Use of Rewards and Punishments to Motivate Children’s Behavior
Time outs continue to be a powerful and effective means of motivating children's compliance through about age 11 or 12. The point of the time-out is to give a child the time and space they need to calm themselves down, regain the ability to think clearly, and then come back to the situation and make better decisions. While on an enforced time-out, children have the opportunity to learn how to "self-sooth" which is an important coping skill.
Though still appropriate for use with older children, the manner in which time-outs are offered may need to be modified in order for them to be effective for older children.
- The time out location may need to be different for older children vs. younger children. Rather than sending children to the corner of the room they happen to be in when the problem behavior occurs, older children might be better served being sent off to their bedrooms. Wherever children are sent should be devoid of distracting or interesting media so that children do experience the timeout as aversive.
- Also, the duration of a time-out should be longer for older children than for younger children. Time outs should last about 1 minute for every year of the child's age; so, for instance, a 10-year-old boy would have time outs that are 10 minutes in duration.
At any age, a time-out should be followed by a brief but explicit conversation between parent and child making clear exactly what rule was broken, why following the rule is important, what the expectation is next time that situation arises, and an expression of the parent's love for the child.
Time-outs are not just for children; They offer the entire family a temporary break from conflict. Time-outs offers parents as well as children time to cool off, to dissolve their anger, and to regain the ability to think clearly about the situation.

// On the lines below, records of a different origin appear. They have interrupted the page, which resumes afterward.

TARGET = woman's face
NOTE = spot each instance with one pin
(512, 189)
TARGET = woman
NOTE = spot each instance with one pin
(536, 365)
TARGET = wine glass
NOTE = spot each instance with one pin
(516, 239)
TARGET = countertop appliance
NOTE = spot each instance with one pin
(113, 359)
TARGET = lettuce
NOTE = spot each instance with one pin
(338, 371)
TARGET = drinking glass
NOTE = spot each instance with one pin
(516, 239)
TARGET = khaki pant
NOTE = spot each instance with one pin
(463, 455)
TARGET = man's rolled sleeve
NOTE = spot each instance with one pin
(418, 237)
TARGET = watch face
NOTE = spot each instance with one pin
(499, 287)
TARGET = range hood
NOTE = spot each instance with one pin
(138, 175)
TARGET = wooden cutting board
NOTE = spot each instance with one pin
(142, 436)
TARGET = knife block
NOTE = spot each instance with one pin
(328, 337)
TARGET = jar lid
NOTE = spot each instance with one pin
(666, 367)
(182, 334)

Because school-aged children are now older and more mentally and physically mature, any consequences that parents offer to them for misbehavior will likely need to be more intense or longer lasting than consequences useful for motivating little kids. Nevertheless, whatever consequences are offered must be realistic, logical, and effective for this age group. For example, if 10-year-old Jerrod leaves his bicycle outside in the driveway for the third time after two warnings, he might lose access to his bike for an entire week. When he was younger, he might have lost access for an hour. Now that he is older, Jerrod is able to understand and remember over long periods of time why he lost access to his bike and be capable of trying to follow the rules again after the negative consequence. When he was younger, his attention span and ability to comprehend the larger perspective was more limited, and thus the punishment that made sense was more limited in duration too.